I’m not quite convinced. I suspect the success of Platoon has more to do with the fact that it’s a very good movie, and surely the failure of Over the Top has as much to do with the goofy subject of arm-wrestling truckers as anything else.

But if the national climate has indeed changed, where does that leave Death Before Dishonor? Filmed before the Iran scandal broke, this gut-busting flag-waver is lost in a time warp.

The script is formula stuff—something Chuck Norris might have turned down. It’s about some Marines in a mythical Arab country who retaliate when a U.S. general (Brian Keith) is taken hostage.

Fred Dryer plays the hardhead sergeant who endeavors to get his general free—never mind that the American ambassador (Paul Winfield), a namby-pamby appeaser if ever there was one, urges Dryer to use restraint. Restraint goes out the window after a terrorist drives a bomb-laden truck into the U.S. Embassy in a suicide run.

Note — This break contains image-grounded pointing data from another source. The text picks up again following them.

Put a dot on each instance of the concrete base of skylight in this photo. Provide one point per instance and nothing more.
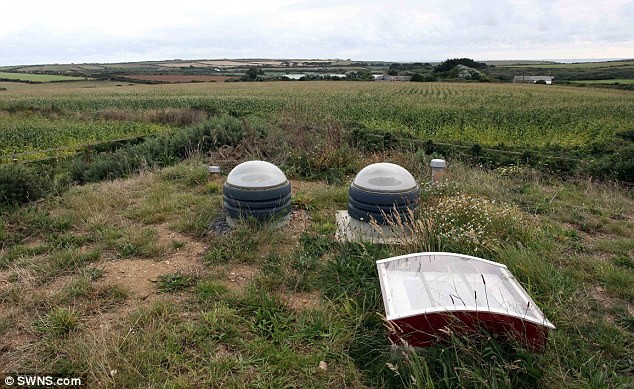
(276, 222)
(353, 230)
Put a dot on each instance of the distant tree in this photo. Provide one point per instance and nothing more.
(418, 77)
(452, 63)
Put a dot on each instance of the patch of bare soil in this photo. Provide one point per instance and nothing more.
(138, 276)
(239, 276)
(303, 300)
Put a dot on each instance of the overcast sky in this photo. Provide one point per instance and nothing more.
(77, 31)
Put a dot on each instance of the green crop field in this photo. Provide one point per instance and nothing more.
(37, 77)
(511, 116)
(117, 264)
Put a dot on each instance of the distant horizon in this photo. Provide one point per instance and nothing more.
(557, 60)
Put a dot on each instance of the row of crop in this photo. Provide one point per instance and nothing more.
(486, 114)
(20, 134)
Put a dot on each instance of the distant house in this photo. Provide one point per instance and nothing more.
(385, 77)
(534, 79)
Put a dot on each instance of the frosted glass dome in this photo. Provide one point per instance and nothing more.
(256, 175)
(384, 177)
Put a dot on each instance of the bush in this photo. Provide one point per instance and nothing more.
(161, 151)
(20, 184)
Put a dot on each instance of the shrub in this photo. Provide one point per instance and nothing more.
(20, 184)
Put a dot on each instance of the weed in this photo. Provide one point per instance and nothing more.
(58, 322)
(208, 291)
(303, 201)
(171, 283)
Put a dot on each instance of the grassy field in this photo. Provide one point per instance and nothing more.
(135, 283)
(620, 81)
(37, 77)
(117, 266)
(494, 115)
(580, 65)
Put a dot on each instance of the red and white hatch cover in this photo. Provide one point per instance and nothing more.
(427, 293)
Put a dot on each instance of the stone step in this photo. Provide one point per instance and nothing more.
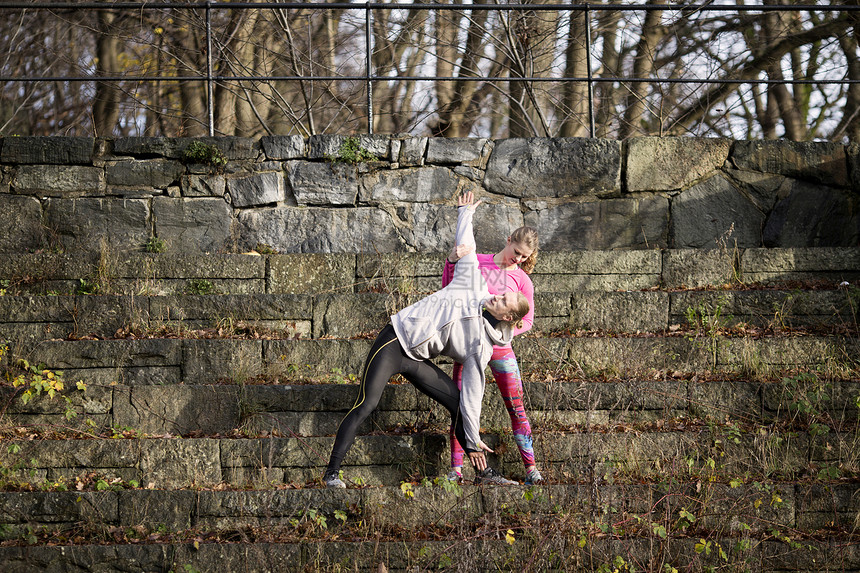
(317, 409)
(742, 526)
(206, 361)
(627, 452)
(557, 271)
(30, 319)
(488, 551)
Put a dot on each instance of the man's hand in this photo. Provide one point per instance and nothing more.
(467, 199)
(458, 252)
(479, 461)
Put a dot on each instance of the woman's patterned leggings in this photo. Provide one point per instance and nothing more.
(506, 373)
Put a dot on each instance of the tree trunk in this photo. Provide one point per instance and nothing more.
(108, 95)
(643, 66)
(575, 95)
(608, 94)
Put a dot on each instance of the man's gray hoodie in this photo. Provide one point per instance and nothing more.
(450, 322)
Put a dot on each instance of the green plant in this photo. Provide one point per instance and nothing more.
(36, 380)
(265, 249)
(199, 152)
(351, 152)
(707, 322)
(87, 287)
(200, 287)
(155, 245)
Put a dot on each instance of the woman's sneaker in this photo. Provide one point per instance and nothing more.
(332, 481)
(533, 477)
(490, 475)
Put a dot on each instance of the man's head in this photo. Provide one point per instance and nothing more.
(509, 307)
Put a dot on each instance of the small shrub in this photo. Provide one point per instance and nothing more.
(351, 152)
(200, 287)
(265, 249)
(199, 152)
(155, 245)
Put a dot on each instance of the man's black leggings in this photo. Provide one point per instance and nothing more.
(386, 358)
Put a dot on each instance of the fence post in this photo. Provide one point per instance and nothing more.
(209, 108)
(588, 69)
(367, 67)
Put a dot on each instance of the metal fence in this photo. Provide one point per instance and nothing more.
(370, 76)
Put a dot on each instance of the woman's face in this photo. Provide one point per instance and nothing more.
(502, 306)
(514, 253)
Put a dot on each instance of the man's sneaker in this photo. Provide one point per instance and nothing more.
(533, 477)
(332, 481)
(490, 475)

Sound familiar? The film coolly takes recent historical events and allows Americans some fictional revenge. Dryer again bucks his official orders when he joins the Israeli underground and wages a small war to retrieve Gen. Keith.

It’s a story to gladden Oliver North’s heart. Dryer gets the job done without paying heed to all those dad-burned rules and regulations. The movie’s so brutally effective that, by quitting time, you’re convince he did the right thing.

Death Before Dishonor isn’t a big enough property for its success or failure to be an accurate barometer of the national mood. We’ll have to wait see if the next Norris or Stallone film scores big. Norris is working on another Missing in Action movie. He’s criticized Platoon, and complained that if people wanted all that realism they can watch the evening news.

Stallone’s Rambo III is slated to send the monosyllabic hero to Afghanistan, to make things right there. Or perhaps Stallone, shrewd fellow that he is, will recognize the country’s new mood, and we can expect to see Rambo take up needlepoint, lobby for full governmental disclosure, and render a poignant version of “Where Have All the Flowers Gone?”

First published in the Herald, February 1987

The times they were a-changin’, I guess, or maybe they were just moving in that maddeningly cyclical way they have, as hyper-patriotism returned in a big way in the 21st century and Oliver North got his own Fox TV show. This is the kind of movie where the lily-livered liberal is far more despicable than the nominal enemy, an attitude that has secured itself firmly in many an American household by now. The hangover from Vietnam was still with us, which is why Rambo’s line, “Do we get to win this time?”, seems to fuel so many of these sword-rattling 80s pictures. Death Before Dishonor is the only movie directed by Terry Leonard, a famous stuntman and second-unit director who is still going strong these days—he’s credited with stunts on Inception and Death Proof, and he did second unit on The Expendables, appropriately enough.